The district court granted Phillip Bruno and Christopher Caldwell’s joint motion to suppress evidence found pursuant to a search that the court found to have violated the knock-and-announce rule. After this ruling, the Supreme Court held in Hudson v. Michigan, — U.S. -, 126 S.Ct. 2159, 2165, 165 L.Ed.2d 56 (2006), that the exclusionary rule is inapplicable to Fourth Amendment knock-and-announce violations. We consider whether, in light of Hudson, suppression is the remedy for a violation of 18 U.S.C. § 3109’s knock- and-announce requirement. Holding it is not, we reverse and remand.

I.

Drug Enforcement Agency (“DEA”) agents and members of the League City *305 SWAT Team arrived at Caldwell’s residence early one morning to execute a search warrant. One of the SWAT team members knocked loudly on Caldwell’s front door and announced, “Police, search warrant.” About ten seconds after this announcement, two officers at the master bedroom performed a “rake-and-break” maneuver: One broke the window and cleaned it out, and the other pointed a long gun with a light on it through the window and instructed, “Police. Don’t move. Search warrant. Put your hands where I can see them.” Caldwell was in bed with his wife and appeared to have been awakened recently.

Approximately 15 to 20 seconds after officers broke the bedroom window, the front-door team tossed a concussion grenade toward the garage as a distraction in case other adults were present, and then broke through the front door. Bruno tried to flee from the garage, but DEA agents caught and arrested him.

Officers recovered a small, loaded handgun from above the headboard on the side of the bed where Caldwell was sleeping, and a loaded shotgun from the master bedroom shower stall.

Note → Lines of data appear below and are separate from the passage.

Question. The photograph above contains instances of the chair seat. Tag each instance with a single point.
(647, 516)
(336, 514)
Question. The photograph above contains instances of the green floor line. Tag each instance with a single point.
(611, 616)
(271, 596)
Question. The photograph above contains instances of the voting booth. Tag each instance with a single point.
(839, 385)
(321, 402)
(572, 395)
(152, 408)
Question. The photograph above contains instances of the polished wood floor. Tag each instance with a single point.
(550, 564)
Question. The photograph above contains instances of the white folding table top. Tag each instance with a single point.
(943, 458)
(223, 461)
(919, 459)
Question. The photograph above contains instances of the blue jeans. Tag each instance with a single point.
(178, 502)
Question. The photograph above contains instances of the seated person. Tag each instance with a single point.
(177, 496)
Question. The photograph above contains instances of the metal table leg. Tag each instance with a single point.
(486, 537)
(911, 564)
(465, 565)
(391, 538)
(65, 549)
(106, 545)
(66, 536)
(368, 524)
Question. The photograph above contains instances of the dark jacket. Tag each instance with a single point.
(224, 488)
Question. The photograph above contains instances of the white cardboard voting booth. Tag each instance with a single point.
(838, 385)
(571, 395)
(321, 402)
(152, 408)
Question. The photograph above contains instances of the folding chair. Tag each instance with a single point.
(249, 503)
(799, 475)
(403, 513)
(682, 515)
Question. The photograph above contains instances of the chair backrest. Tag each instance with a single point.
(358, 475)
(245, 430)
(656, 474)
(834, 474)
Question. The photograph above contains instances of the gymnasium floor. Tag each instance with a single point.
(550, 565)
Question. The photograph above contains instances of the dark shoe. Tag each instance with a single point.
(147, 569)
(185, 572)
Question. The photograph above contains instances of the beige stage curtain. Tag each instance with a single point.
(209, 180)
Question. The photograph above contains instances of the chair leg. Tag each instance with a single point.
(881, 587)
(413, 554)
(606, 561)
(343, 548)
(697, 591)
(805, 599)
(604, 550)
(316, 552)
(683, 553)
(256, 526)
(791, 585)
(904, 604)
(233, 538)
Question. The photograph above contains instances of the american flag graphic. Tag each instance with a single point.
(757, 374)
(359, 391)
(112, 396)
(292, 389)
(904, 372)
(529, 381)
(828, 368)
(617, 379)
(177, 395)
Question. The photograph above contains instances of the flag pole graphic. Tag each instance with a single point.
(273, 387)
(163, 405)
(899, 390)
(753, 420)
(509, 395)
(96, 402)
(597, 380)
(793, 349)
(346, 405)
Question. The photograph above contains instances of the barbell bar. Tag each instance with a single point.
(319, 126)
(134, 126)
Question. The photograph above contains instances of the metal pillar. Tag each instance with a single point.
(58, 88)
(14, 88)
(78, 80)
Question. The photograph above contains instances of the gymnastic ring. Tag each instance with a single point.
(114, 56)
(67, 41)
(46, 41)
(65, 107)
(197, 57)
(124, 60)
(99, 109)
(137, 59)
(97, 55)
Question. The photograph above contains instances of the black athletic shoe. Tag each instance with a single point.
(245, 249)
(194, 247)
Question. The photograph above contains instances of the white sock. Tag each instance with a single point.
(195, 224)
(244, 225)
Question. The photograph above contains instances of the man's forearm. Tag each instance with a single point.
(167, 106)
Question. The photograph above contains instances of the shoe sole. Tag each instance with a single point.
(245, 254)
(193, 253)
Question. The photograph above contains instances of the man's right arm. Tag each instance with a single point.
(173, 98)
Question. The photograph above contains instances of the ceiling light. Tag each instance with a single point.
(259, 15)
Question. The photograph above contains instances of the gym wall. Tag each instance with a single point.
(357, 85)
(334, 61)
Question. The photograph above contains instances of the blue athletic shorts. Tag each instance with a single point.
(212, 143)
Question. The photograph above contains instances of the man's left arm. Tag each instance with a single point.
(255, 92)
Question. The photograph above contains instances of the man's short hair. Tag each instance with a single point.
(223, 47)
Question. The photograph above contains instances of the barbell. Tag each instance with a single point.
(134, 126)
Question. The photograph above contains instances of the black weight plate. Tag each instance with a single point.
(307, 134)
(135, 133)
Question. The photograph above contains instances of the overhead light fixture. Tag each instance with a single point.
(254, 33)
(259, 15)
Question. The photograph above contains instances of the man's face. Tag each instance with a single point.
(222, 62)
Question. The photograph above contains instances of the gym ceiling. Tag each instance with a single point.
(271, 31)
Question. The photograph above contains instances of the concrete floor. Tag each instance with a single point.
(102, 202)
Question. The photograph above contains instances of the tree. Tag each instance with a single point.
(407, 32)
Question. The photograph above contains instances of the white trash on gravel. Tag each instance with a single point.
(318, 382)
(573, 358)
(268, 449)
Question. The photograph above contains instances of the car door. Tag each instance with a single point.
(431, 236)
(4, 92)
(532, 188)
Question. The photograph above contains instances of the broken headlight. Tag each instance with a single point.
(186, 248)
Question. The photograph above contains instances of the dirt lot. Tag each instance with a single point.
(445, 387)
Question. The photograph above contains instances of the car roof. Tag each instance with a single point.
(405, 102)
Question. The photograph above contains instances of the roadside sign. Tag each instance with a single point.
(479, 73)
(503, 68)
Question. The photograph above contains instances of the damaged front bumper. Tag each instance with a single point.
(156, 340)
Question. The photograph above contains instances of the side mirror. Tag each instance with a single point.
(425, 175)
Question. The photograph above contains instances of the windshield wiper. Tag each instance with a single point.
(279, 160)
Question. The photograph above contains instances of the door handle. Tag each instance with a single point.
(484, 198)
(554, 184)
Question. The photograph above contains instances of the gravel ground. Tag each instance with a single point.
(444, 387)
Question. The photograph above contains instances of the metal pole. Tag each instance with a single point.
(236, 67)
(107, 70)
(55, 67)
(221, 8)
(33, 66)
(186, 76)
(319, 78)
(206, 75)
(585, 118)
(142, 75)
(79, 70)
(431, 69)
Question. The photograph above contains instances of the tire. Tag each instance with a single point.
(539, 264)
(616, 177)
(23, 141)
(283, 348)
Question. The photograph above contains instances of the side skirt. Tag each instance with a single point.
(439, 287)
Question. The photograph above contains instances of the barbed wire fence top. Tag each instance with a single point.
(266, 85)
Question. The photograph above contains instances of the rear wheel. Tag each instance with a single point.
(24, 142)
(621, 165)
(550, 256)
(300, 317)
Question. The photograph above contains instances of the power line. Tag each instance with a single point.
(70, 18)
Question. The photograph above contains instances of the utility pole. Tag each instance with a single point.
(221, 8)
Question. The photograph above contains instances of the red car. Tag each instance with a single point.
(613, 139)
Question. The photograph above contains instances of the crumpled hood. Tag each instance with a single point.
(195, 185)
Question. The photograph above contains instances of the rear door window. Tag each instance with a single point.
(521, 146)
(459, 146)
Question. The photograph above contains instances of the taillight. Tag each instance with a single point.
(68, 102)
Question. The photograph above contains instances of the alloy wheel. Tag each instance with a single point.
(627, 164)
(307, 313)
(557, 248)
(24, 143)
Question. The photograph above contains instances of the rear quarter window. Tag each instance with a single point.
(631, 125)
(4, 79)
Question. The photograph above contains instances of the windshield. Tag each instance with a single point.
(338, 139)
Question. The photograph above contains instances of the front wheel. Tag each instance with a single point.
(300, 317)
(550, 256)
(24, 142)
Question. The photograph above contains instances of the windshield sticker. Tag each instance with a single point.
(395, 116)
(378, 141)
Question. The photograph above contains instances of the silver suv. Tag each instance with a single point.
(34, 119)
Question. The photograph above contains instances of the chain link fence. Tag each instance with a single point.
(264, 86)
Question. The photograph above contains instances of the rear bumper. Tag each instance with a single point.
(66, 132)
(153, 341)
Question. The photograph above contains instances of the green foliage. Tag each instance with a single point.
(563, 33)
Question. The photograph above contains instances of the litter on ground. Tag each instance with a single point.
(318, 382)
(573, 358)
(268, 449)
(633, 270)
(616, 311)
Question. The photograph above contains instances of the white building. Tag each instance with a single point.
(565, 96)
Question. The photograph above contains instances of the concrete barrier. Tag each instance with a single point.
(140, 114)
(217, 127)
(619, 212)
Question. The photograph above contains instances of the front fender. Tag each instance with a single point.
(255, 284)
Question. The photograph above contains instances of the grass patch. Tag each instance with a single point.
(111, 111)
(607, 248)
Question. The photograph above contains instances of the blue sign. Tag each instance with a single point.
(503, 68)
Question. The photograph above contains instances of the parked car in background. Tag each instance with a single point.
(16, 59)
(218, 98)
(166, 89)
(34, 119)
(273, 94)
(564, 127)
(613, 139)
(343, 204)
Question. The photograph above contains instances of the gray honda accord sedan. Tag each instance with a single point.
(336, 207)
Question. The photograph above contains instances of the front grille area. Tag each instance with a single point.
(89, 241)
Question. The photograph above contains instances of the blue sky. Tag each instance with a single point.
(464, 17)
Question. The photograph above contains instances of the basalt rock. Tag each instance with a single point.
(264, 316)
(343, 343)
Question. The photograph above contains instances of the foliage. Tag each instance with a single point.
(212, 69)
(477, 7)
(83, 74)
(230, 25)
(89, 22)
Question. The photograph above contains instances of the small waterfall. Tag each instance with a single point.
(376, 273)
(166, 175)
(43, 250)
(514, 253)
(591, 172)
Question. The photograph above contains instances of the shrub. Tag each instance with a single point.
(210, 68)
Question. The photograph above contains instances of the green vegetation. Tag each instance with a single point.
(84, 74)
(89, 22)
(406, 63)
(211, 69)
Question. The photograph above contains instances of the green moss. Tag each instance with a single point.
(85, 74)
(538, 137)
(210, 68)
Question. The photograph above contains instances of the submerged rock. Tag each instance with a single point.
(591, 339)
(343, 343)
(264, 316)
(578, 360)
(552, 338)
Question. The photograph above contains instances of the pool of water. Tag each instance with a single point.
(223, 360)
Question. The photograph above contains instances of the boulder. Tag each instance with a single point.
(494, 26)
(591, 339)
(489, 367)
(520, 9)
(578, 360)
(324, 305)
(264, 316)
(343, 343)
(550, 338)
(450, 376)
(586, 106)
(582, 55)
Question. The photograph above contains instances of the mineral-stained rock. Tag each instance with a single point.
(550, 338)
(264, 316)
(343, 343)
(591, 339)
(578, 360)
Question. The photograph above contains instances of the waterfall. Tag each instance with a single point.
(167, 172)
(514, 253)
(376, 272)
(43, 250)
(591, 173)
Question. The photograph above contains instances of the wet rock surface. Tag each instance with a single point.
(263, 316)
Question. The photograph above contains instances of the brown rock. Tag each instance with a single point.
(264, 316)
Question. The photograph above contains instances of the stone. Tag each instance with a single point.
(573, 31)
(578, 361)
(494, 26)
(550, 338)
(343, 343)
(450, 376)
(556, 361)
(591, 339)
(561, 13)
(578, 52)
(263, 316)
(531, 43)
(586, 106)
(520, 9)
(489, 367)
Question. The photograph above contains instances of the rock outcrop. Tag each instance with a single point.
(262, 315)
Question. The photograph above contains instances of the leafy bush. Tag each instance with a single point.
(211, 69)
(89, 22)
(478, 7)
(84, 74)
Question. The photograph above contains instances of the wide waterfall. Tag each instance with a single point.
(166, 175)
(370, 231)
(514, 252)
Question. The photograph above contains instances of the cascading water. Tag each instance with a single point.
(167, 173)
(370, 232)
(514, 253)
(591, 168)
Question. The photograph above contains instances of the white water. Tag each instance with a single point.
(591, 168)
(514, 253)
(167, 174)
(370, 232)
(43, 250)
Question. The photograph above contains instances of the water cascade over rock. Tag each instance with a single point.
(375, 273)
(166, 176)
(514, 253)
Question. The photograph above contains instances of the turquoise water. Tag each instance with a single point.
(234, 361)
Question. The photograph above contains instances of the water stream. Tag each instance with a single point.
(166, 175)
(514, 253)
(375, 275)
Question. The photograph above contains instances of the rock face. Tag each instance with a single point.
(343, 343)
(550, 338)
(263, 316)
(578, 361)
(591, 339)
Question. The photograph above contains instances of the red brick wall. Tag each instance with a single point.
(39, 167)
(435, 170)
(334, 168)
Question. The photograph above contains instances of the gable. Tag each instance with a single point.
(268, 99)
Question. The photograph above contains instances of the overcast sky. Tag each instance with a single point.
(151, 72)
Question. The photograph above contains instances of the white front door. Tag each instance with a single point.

A later search uncovered narcotics and seven other weapons.

Caldwell and Bruno were charged in an eleven-count indictment with various narcotics- and firearms-related offenses under 18 U.S.C. §§ 2, 922, and 924 and 21 U.S.C. §§ 841 and 846. They filed a motion to suppress the evidence, claiming that federal officers did not knock and announce their identity and purpose when executing the search warrant, in violation of the Fourth Amendment and 18 U.S.C. § 3109. The district court granted the motion, and the government appeals.

II.

When considering the grant or denial of a motion to suppress evidence, we review the district court’s factual findings for clear error and its legal conclusions de novo. United States v. Gonzalez, 328 F.3d 755, 758 (5th Cir.2003); United States v. Jordan, 232 F.3d 447, 448 (5th Cir.2000). The common law principle “that law enforcement officers must announce their presence and provide residents an opportunity to open the door” has been part of federal statutory law since 1917 and is codified at 18 U.S.C. § 3109. 1 Hudson, 126 S.Ct. at 2162. In Hudson, the Court held that suppression is not the appropriate remedy for a violation of the constitutional knock-and-announce requirement, but the Court did not address whether suppression is the correct remedy for violations of § 3109. Id. at 2165.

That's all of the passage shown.